The end of life and how people die has changed greatly. Because of medical advances, many people in Washington seek the guidance of doctors who can treat the injury or illness the person is suffering from, leading to a longer lifespan. This has made planning for the future and end-of life-issues more complicated and important to deal with.

A power of attorney and a living will are important documents for any person's age. A power of attorney authorizes a person to make decisions once they incapacitated. Different but trusted people may be authorized to deal with financial and medical care.

If there is no one who will take on the power of attorney responsibility, a guardianship petition can be filed with the court. An appointed guardian can also make health care decisions and conservator may have responsibility over financial matters and asset protection.

A living will or a declaration memorializes a person's intent regarding life support when the person is afflicted with a terminal or incurable disease or injury. This helps ensure that the person's wishes are carried out during an emotional time.

Creation of an estate plan with a will governs who will care for their child and their assets if both parents die before the child is grown. Attention should be devoted to addressing caring for children with special needs.

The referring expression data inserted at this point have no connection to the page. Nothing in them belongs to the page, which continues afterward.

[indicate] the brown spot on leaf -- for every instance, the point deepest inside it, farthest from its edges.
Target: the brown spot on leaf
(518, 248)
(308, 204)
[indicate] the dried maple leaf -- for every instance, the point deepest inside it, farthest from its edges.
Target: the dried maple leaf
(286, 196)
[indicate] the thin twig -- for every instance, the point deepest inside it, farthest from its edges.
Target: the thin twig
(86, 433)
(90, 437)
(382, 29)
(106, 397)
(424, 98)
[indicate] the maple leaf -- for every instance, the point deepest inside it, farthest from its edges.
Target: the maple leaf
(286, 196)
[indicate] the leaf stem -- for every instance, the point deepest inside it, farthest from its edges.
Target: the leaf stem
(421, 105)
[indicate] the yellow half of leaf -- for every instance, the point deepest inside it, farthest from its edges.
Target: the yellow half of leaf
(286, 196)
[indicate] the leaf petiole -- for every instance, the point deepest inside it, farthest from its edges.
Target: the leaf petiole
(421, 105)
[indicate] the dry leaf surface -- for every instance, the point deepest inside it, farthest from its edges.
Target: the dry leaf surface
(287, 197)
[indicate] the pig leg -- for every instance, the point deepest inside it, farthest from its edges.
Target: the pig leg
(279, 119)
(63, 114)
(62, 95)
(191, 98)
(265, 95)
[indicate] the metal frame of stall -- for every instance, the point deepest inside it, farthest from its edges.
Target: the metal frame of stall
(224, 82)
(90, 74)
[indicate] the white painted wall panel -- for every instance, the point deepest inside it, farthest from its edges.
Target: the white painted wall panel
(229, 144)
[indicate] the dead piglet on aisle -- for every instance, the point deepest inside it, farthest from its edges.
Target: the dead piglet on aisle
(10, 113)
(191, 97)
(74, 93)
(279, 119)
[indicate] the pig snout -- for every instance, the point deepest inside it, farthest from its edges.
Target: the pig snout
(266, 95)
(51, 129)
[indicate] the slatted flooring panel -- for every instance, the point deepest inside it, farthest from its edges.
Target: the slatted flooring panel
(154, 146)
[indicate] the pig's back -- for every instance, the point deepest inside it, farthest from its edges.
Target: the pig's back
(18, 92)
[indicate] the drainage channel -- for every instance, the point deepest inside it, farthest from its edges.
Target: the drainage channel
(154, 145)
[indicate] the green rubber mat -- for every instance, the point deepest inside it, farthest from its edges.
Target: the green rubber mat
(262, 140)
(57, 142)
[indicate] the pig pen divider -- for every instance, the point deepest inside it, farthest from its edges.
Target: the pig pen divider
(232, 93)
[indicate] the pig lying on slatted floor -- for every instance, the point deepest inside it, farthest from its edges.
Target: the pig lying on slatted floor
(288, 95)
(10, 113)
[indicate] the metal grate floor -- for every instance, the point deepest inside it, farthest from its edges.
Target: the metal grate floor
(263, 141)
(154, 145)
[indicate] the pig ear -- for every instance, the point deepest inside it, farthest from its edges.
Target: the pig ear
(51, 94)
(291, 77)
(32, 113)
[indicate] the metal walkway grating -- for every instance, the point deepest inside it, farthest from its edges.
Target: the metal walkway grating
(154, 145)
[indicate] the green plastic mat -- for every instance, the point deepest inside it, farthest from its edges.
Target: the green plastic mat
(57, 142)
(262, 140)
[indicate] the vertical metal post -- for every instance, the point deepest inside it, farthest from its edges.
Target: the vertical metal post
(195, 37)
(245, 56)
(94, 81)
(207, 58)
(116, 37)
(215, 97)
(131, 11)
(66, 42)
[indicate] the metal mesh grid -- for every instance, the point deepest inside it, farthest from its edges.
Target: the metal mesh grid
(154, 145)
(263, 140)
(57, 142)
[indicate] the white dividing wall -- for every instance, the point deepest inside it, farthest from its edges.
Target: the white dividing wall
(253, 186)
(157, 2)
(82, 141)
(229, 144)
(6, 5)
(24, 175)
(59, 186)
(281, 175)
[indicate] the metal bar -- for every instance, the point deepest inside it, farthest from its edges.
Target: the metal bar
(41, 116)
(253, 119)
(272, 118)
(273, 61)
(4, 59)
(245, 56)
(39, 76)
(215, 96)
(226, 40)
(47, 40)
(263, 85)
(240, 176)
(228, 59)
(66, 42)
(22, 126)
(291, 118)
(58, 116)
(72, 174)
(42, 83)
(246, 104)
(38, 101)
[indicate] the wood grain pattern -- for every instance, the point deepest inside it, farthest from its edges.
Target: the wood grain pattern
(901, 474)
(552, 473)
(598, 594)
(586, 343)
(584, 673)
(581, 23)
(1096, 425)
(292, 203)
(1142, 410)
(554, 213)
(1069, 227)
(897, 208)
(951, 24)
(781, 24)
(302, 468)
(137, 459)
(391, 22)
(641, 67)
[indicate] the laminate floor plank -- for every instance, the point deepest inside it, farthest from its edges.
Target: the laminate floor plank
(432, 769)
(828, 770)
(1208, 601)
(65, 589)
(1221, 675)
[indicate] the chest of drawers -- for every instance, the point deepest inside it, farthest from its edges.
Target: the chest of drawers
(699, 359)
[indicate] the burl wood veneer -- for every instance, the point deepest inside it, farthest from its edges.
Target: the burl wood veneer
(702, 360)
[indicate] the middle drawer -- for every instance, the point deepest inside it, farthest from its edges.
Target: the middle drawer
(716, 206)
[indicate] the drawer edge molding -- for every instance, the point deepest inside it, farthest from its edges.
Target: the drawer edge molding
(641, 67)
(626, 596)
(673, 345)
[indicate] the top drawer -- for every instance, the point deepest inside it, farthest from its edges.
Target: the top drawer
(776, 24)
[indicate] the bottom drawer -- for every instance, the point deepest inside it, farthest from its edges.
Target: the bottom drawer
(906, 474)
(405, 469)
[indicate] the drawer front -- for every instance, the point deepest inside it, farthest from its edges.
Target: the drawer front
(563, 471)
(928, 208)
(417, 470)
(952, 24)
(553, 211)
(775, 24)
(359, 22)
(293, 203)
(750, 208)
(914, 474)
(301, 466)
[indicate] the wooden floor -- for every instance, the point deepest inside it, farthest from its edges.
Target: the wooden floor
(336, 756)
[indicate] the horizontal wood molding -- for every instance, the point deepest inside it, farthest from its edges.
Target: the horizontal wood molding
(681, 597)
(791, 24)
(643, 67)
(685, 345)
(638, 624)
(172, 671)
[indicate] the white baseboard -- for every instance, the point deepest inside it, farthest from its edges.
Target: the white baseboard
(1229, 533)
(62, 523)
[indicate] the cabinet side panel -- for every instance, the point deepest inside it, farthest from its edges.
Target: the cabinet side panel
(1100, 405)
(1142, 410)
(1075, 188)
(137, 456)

Parents with children who left home may wish to set up a trust. A successor trustee may assume responsibility for bills and other tasks when the person is still alive. The trustee can also help determine how assets are distributed after death.

Wills may also be drafted to incorporate a separate list of items, especially sentimental items, that may designated to specific family members and friends. This list may be changed relatively easily.

These legal documents should be reviewed every few years. Estate beneficiaries or who assumes child custody may need to be changed.

It is important to keep these documents organized and accessible to family members, accountants and attorneys. This also applies to other important items such as bank account lists, recent tax returns, property deeds, titles to vehicles and information for contacting family members.

An attorney can provide assistance in drafting these documents. Moreover, an attorney can see to it that these plans are carried out.